Cut outside the room.

Craig hears gibberish.

So, if the timeline is respected, we can assume that everything the doctor says is gibberished to people other than Amy.

Since in the end of the episode, there was no twist showing us that for some reason the Doctor actually spoke gibberish when Craig listened, we can fairly assume that the device is working.

Since it's just a device useful for that particular moment and plot (like so many others), they never bothered to explain how it works. Whether it's the Doctor speaking gibberish and the other side of the line hearing plain english or the Doctor speaking english in the communicator and the device changing it to gibberish to people who can hear.
It isn't explained in the episode, nor in the rest of the season.

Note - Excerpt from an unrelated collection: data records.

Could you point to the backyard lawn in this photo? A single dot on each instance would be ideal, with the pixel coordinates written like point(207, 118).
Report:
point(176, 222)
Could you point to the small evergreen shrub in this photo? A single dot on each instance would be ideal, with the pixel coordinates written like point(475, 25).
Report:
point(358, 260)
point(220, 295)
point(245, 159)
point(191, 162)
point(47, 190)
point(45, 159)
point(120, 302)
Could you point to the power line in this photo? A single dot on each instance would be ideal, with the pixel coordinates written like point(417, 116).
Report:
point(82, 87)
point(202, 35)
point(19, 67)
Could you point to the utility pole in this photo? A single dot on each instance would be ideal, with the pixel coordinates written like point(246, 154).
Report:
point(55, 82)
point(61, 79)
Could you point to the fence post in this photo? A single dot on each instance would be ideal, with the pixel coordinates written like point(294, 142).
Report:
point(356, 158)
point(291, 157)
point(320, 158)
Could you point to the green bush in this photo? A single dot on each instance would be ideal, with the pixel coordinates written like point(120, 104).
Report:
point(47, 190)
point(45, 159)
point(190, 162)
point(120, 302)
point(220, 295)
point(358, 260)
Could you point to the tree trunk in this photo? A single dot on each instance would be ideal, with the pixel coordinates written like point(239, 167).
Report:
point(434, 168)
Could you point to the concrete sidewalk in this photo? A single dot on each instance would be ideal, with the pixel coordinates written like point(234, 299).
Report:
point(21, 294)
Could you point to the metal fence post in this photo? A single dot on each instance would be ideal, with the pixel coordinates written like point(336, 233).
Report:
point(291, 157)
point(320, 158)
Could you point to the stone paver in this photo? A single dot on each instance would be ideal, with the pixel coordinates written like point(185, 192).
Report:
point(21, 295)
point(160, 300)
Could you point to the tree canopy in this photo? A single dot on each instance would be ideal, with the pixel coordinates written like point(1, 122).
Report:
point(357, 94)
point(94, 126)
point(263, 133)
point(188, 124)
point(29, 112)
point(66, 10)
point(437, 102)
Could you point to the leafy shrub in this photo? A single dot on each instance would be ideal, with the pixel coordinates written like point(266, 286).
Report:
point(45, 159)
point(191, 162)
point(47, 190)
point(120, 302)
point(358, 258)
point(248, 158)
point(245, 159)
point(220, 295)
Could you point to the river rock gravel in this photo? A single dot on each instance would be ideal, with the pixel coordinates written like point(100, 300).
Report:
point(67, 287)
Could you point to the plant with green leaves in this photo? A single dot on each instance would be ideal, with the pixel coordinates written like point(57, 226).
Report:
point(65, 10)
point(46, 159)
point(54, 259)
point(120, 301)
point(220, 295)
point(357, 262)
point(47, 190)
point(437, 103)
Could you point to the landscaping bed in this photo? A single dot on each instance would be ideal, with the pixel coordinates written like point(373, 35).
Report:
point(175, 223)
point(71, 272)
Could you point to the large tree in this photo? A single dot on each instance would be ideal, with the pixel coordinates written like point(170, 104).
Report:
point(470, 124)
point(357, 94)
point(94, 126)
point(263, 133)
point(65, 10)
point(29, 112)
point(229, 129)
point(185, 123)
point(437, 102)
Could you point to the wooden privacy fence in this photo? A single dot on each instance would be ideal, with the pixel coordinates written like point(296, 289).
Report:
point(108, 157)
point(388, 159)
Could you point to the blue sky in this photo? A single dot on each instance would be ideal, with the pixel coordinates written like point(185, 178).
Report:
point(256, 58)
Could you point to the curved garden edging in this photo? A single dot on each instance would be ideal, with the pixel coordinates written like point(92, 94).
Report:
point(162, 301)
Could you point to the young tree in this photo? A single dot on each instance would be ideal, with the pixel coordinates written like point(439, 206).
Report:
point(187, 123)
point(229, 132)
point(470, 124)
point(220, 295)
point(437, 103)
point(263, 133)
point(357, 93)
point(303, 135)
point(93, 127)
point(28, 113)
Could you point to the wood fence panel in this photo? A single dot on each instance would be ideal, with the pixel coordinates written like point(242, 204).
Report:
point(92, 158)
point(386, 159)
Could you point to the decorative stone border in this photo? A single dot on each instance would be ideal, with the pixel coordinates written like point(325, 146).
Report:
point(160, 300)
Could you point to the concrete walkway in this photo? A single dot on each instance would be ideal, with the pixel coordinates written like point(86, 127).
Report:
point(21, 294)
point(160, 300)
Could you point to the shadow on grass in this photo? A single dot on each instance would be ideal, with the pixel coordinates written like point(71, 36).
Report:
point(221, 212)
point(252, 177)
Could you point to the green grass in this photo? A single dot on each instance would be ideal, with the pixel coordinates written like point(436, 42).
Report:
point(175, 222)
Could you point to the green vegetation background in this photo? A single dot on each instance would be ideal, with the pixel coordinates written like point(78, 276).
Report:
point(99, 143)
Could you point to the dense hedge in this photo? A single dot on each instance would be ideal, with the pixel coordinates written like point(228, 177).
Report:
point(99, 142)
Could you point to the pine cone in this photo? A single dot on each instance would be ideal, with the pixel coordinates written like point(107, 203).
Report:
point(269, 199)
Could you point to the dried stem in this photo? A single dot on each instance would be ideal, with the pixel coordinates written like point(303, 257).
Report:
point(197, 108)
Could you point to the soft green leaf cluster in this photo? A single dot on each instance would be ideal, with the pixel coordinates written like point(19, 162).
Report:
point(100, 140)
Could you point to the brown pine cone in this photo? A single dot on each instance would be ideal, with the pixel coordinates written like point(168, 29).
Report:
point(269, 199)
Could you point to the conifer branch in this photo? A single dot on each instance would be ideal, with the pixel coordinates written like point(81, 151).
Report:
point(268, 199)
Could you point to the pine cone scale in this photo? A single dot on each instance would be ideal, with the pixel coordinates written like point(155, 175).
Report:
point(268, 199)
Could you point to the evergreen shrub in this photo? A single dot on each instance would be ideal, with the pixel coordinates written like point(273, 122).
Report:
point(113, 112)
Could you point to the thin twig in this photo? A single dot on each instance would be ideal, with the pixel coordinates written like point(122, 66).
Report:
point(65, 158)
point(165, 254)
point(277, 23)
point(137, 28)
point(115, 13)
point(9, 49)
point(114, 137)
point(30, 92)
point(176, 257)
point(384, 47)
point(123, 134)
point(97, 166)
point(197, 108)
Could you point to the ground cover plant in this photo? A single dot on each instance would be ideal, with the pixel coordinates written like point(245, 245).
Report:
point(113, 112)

  • I hope I understood your question and answered it correctly. Dec 13, 2011 at 16:01
  • Fair enough; if there was never anything more concrete then this is the answer! And it does make sense, don't get me wrong. Dec 13, 2011 at 16:44

Anyone near the Doctor while he was talking to Amy would hear gibberish. This serves two purposes. It protects his flatmates from learning the truth about the Doctor, which would alert the ship upstairs. It also hides the Doctor from the ship upstairs, as it's unable to eavesdrop on the Doctor's communications with Amy.

The scene you've quoted is the confirmation that it works, as it showed the communications from the perspectives of first the Doctor, and secondly Craig. It was a quick way for the writers to show the mechanism working.

  • It wasn't confirmation at all. As I pointed out, we don't know what Amy heard when we and Craig were hearing gibberish. Maybe he was actually talking gibberish, for fun, to be dramatic after he'd just talked about gibberish. Y'know.. "I bet you can't understand me, can you? Haha! Briuhgrkiugasdkuyagsdfa. Lol!" Dec 13, 2011 at 15:46

They're inconsistent with it. In "Four to Doomsday" Tegan speaks an Aborigine language and it's heard by all as such. If the Timelords had transmat tech when "the universe was 1/2 this size" (Genesis of the Daleks), there's no way Aborigines could predate the translation circuits as they would have to be older than the earth.